There’s no better time to be a Cleveland restaurateur than right now. The city is in the midst of a complete overhaul—downtown residential occupancy is at record levels, the city was recently chosen to host the 2016 Republican National Convention and sports fans are welcoming back LeBron James, hoping he can bring the city its long-awaited championship parade.
The resurgence cannot come soon enough for Zack Bruell, who planted his roots as a chef and restaurant owner in his hometown of Cleveland in the early 1980s. Over his nearly 40-year career, Bruell has endured the city’s economic struggles and, despite them, has helped establish Cleveland as a dining destination.
Beyond food, Cleveland has built a reputation as a world-class location for hospitals and healthcare. The Cleveland Clinic, regarded as one of the top hospitals in the U.S., draws patients from all over the world. Which is why, when the Clinic approached Bruell to discuss a partnership revolving around healthy eating, he jumped at the opportunity.
Bruell is no evangelist for fat-free cooking. The menu at his French brasserie L’Albatros—with the likes of lardons, confits and Bouef Bourguignon—wouldn’t exactly be considered heart healthy. He believes in occasional indulgence. It’s a part of dining out, he says.
“My generation is trying to believe they’re going to live forever. We don’t,” he noted. “(Dining) is a luxury, it’s an enjoyment and it’s something that’s part of living.”
But he also believes diners can limit overindulgence—splurge in moderation, as in once a week—and combine a diet with proper exercise. He says people should make better choices related to what's on their dinner plates on a daily basis. So he teamed with the Clinic to place a selection of items that are approved by nutrition experts on the menus at his five fine-dining restaurants in Cleveland.
Designed by the hospital, the program is called “Go! Healthy” and the two parties worked together to create dishes cooked with foods containing minimal saturated fat, sodium and minimal added sugars and syrups, as well as with 100-percent whole grains and no trans fat.
Bruell believes there are ways to make healthier dishes still taste good. Using fresh ingredients is one key step, and chefs can use ingredients like acid—vinegars, citrus, etc.—to intensify flavors.
“The whole idea is that the food will explode in your mouth when it hits your pallet. That’s the goal on the culinary side,” Bruell describes. “There are ways to do that, to balance the fat by cutting through it with acid.”
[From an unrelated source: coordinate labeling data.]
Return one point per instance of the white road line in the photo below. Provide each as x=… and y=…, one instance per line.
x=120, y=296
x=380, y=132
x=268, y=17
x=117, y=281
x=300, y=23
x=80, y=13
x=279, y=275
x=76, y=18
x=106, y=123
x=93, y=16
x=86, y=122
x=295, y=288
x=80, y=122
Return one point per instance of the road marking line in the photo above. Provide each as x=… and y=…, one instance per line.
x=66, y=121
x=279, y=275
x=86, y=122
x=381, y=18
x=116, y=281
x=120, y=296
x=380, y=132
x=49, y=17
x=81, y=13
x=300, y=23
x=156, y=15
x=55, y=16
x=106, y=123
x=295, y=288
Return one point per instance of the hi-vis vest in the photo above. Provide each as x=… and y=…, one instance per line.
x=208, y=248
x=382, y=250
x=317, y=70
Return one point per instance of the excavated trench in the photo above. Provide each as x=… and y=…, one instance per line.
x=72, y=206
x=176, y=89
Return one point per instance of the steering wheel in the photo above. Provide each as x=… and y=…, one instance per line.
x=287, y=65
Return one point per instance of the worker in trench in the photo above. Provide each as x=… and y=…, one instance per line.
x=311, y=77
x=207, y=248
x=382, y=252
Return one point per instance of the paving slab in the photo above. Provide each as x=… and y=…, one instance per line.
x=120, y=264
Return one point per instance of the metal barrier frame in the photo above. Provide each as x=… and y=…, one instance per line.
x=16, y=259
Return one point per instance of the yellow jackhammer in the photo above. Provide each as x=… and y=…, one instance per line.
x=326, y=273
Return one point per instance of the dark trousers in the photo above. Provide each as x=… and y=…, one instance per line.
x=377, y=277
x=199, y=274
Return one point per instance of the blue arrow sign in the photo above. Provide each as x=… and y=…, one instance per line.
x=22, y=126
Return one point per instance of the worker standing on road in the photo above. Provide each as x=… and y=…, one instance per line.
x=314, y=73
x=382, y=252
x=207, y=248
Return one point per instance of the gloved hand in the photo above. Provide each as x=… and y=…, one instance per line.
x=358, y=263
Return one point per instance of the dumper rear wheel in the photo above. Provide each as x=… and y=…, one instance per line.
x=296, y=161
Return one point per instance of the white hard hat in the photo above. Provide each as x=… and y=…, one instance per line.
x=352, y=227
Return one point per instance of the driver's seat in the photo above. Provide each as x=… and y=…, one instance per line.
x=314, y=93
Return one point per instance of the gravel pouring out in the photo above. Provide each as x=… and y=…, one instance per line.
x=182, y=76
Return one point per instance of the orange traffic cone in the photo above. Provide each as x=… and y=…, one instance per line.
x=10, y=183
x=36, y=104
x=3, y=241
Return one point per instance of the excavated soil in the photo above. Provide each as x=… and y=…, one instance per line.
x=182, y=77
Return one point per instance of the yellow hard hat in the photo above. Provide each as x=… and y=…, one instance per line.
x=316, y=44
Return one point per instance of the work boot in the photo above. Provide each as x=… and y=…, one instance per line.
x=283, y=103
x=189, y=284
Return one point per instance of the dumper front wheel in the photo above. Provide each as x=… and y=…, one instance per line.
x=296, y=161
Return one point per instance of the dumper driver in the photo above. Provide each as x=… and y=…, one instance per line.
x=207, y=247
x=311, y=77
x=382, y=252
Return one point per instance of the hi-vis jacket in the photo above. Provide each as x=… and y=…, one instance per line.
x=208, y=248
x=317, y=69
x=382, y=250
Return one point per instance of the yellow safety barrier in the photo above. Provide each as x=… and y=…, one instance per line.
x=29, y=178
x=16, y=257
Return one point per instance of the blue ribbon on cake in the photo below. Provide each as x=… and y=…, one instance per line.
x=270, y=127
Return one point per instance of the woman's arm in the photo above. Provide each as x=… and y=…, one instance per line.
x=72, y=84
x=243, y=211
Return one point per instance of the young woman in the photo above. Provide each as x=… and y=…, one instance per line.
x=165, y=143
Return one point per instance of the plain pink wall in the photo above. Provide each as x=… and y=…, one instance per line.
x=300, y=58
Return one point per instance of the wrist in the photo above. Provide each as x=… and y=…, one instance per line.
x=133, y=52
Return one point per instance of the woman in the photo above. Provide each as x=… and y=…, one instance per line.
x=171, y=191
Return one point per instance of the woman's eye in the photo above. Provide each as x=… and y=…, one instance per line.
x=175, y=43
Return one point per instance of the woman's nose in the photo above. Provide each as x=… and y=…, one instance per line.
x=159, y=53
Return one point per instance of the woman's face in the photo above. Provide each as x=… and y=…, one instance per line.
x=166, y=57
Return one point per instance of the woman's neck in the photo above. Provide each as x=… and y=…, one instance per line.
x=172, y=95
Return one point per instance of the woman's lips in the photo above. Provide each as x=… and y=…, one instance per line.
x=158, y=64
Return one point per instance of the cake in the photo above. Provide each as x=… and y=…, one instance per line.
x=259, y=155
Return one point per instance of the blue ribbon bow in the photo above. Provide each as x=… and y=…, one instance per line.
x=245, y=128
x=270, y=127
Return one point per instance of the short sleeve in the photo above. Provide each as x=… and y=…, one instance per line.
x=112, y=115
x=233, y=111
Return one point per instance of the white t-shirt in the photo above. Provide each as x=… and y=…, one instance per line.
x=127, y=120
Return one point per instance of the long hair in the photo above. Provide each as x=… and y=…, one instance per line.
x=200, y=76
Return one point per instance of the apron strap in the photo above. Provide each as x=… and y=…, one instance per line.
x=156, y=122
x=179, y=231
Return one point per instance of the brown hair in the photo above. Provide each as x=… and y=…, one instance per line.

Does Bruell believe in labeling healthier items on his menus?
“I don’t put a logo next to that item on the menu,” he says. “I believe in educating my service staff. We talk about what we’re doing with the Go! Healthy foods, explaining it to the customer. We talk about what it is.”
While Bruell notes the Go! Healthy dishes are selling well, he doesn’t shy away from acknowledging the marketing aspect of the partnership.
“They wanted the exposure to the dining public because they have never done this in restaurants outside of the Clinic settings,” he says, “and I knew we would get a lot of exposure by being the first in the U.S. to do it.”
Bruell also is quick to point out he wasn’t going to change his concepts for the partnership.
“I told them, ‘I use salt and butter, everything you don’t use, but I think my food is healthy,’” he says. “I reiterated that I wasn’t changing my menus because I wanted to stay true to what our concepts are.”
Instead, the two parties decided on adding prix fixe meals to the menus at Bruell’s upscale locations: Chinato, L’Albatros, Cowell & Hubbard, Parallax and Table 45. Bruell anticipates the menu items will last through the year and then the two parties will evaluate moving forward.
As far as Cleveland moving forward, Bruell says he’s always believed the city would have its day.
“I’ve been committed for years and it’s coming to fruition,” he says. “I could see it happening, but we’re not there yet. For me, it can’t happen soon enough.”